Field & Monorail Cameras
Some people will prefer the flexibility (both figuratively and literally) of a view camera that has all the movements. Realize that this has the greatest demand for a steady tripod, because view cameras are heavy and bulky. Typically they are mounted on a heavy, metal monorail.
You can often pick up a used one of these for not much more than a press camera. (This link should take you directly to some choices in a view camera.)
By the time I upload this article, someone might have already bought this camera, but if not, I'd grab it.

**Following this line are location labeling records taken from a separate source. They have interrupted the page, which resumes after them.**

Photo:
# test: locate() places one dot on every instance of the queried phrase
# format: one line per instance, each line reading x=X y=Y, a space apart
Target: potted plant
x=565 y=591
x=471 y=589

Great, low-cost view camera.
Often, though, you'll need to buy a lens separately; often you can get one mounted on a lens board. Many lenses already have a Copal shutter, also. You'll have to pick a lens board that fits the view camera you're getting. There are several different lens board sizes, but the good news is that it's easy to move a lens from one board to another.

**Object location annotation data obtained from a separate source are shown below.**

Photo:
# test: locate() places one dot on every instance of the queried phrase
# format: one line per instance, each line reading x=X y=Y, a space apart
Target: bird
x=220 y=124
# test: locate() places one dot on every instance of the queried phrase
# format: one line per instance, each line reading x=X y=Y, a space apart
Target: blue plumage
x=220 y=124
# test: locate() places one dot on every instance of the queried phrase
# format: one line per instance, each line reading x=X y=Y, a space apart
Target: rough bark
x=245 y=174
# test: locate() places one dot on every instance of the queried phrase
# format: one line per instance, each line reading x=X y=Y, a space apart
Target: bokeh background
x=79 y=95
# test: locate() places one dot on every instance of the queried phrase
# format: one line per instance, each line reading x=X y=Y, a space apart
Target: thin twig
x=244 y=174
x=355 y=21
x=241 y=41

If you're going to get this sort of view camera, I would highly recommend picking up a good book like this one or this one (perhaps both). There are a lot of view-camera-specialized tricks of the trade, mostly revolving around the use of movements. Perspective control is a huge part of the view camera. So, too, is learning to choose your scenes. Even if you have the funds to buy tons of 4x5 film, it's always an "ouch" to see a sheet of 4x5 go to waste.
As a reminder, not everything you'll see listed as a "view camera" is going to have all the movements. Press cameras are a sub-type of view camera; the common ones (Crown Graphic, Speed Graphic, etc) have limited movements. If you want something with all the movements, look for a "field camera" or "monorail camera"; however, a few types of press camera have all or nearly all the movements.

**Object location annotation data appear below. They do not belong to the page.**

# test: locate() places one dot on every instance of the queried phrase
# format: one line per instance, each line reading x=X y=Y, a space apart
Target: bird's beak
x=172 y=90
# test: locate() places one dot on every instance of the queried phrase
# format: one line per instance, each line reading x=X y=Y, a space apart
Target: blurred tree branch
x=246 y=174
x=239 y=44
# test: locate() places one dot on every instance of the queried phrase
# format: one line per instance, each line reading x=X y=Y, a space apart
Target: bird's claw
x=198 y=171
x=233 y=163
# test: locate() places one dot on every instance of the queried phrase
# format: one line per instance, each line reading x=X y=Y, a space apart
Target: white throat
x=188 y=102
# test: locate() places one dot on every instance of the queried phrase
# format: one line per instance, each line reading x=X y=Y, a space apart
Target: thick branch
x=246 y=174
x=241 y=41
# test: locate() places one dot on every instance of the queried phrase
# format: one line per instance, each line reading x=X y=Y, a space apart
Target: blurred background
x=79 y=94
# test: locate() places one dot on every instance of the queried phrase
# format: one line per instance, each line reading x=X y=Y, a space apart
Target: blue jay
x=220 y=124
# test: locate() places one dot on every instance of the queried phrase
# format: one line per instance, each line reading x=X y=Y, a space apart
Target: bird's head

If a camera has a monorail or the mount for one, it's probably the kind with all the movements.
4x5 LensesIn the Getting Started article, I mentioned some lens choices. I just want to underscore the fact that you don't need super high-grade lenses to have fun with 4x5, and even make serious art. Get the super high-grade lenses eventually, but just know that an Ektar or Optar lens could be all you need for years. The biggest consideration is to make sure you're getting one that doesn't have fungus or deep scratches.
Film & Accessories
Kodak Ektar 100
4x5 film holders. Even though you can shoot only one at a time, you'll want to have at least four or five holders. Four holders is about the minimum that makes it worth while to get in the car and drive somewhere, or hike some distance, with the singular objective of shooting large format.
A sufficiently sturdy tripod. If you're accustomed to department-store tripods, you'll need something better. If you already have one of the newer, strong tripods with a ballhead, you may already have what you need. Check the weight rating. 4x5 press cameras are heavy, but they're not as heavy as full-fledged view cameras with rails and all that. If your tripod can handle a six-pound camera, it can handle a Graflex.
Medium or large format... which one?
If you're really bitten by the film photography bug, you'll eventually want to get into both. If you're wondering which to get into first, consider these questions:
Are you looking for something that lets you take follow-up pictures in a reasonable time-frame? This, and cost-per-photo, are really the primary advantages of medium format over large.
If you want the "best of both worlds", get one of these cameras. It's big, it's heavy, and it's rather slow; but it does allow follow-up shots quite a bit faster than a 4x5 or 8x10. And messed-up photos are not as costly on rollfilm as they are on sheet.
Are you looking for something really far removed from ordinary 35mm shooting? Consider large format. The slowness and the greater amount of pre-shoot preparation are not for everyone, but for some shooters it will become a welcome part of the experience.